Good Roof framing sketches
A quote from the article: In evaluating homes, at one end of the spectrum are great architectural designs and engineering, quality workmanship, and top-quality materials. At the other end of the spectrum, all those things are poor and failing. Homes that are either in great shape or terrible shape are easy to inspect because they require very little judgment.
This is not true of the high end homes, while the overall materials and workmanship might be well above average it can be deceiving if you know where to look. You should never be impressed with a house to the point where you fail to properly inspect it. I have found missing nails on LVL hangers over master bedrooms but it required walking the beam and looking under the insulation. These large homes also have some other major issues with the framing but might only be found during a pre-drywall inspection.
Nice article. Thanks.
The log home foundation photos were exceptional. Who inspected that log home?

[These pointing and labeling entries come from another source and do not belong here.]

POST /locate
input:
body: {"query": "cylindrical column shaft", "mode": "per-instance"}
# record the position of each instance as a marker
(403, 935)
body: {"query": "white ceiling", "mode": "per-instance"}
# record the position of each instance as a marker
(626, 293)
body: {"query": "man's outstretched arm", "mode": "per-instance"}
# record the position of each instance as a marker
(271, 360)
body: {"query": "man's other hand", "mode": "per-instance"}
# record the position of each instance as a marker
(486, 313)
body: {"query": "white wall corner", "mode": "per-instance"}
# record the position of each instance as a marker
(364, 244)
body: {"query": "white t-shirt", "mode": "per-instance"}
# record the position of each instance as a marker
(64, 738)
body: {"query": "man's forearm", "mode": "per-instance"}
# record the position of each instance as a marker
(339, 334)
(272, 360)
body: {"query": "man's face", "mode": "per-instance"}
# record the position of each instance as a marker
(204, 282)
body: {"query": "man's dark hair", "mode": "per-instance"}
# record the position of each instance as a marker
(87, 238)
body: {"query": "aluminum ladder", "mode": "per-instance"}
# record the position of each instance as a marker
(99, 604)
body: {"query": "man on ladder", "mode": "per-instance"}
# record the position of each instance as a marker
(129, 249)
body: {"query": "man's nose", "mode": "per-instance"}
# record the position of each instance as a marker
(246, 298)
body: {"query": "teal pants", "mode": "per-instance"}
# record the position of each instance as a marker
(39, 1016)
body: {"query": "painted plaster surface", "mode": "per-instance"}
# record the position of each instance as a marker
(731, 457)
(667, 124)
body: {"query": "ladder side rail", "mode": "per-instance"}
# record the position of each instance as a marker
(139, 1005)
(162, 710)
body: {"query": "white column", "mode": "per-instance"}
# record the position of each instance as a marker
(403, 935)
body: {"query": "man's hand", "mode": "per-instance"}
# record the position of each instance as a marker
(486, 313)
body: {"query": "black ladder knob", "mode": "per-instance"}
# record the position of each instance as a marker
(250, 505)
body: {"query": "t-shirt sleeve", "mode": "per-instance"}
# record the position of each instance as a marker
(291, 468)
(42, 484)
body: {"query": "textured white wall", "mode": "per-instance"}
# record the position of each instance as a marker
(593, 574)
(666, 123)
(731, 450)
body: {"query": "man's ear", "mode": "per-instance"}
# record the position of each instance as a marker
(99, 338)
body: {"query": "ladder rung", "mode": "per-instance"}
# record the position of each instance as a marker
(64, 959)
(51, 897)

Kenton did. Basically, we’ve retired Kenton. He no longer accepts inspections unless it is something that really interests him, like a multi-million dollar log home. If it’s not juicy, he turns the work down. And he always brings a few cameras.
One $12 million property I actually worked on was terrible, just terrible. A spec home built over 2 years, the the subfloor was exposed for a long time. The exterior walls were CMU with 6-inch used for the first floor and 8" used for the second floor. None of it grout-filled that I found.
It’s true that things will be hidden, but I meant from a judgement standpoint, if you see bad, bad things you don’t have to as hard try to figure out what to say in the report… it’s obviously bad… or good.